Free-tier data ingestion: CloudWatch Logs ingest is free. S3 PUT requests are free. Kinesis ingestion is priced to encourage high-volume data inflow. The financial incentives point one direction: data in, services around it, gravity up.
This is rational business behavior. Cloud revenue is roughly proportional to data gravity — the more data a customer stores, the more services they consume, the less likely they are to leave, and the more revenue they generate over time. The provider’s incentive is to maximize data gravity. The customer’s privacy interest is to minimize it.
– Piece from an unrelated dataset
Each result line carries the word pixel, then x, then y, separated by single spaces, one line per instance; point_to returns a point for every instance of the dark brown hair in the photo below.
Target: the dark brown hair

Case Study: The Cost of Gravitational Escape
A mid-sized European fintech firm determined in 2024 that its AWS deployment — 4.2 petabytes across S3, RDS, and DynamoDB, with 47 connected AWS services — was incompatible with its revised privacy requirements following regulatory guidance on CLOUD Act exposure.
The migration plan estimated:
- Egress costs: EUR 315,000 at standard AWS egress rates
- Engineering effort: 18 months, 12 engineers (EUR 2.8 million)
- Re-encryption: All data encrypted with AWS KMS keys needed re-encryption with the new provider’s key management (4 weeks of compute time, EUR 42,000)
- Service migration: 47 AWS-specific services needed replacement or re-implementation
- Total cost: Approximately EUR 4.1 million
- Privacy gap during migration: 6-month period with data in both environments, requiring dual compliance maintenance
The firm’s original AWS deployment cost EUR 180,000. Data gravity turned a sub-200K deployment into a 4M exit cost — a 23x amplification.
The Stealth Cloud Perspective
Data gravity is the silent mechanism through which cloud providers accumulate power over their customers’ privacy. It is not malicious — it is structural. Data accumulates because that is what data does. Services orbit the data because co-location is efficient. Gravity strengthens because that is the physics of concentrated mass.
Stealth Cloud is designed to resist data gravity at the architectural level. The zero-persistence model means that session data does not accumulate — it exists in RAM for the duration of the session and is destroyed when the session ends. There is no growing mass of data in any cloud provider’s storage. There is no temporal depth to exploit. There is no metadata accumulation about historical access patterns.
The client-side encryption model means that any data that does transit the cloud is ciphertext whose privacy properties are independent of where it is stored. Moving ciphertext from one provider to another is a logistics operation, not a privacy operation — the data is equally opaque everywhere.
This is the architectural answer to data gravity: minimize the data that enters the cloud, encrypt the data that must, and retain nothing. An architecture with no persistent data has no data gravity. An architecture with no data gravity has no gravitational trap. And an architecture with no trap gives its operators what most cloud customers have quietly surrendered: the freedom to leave.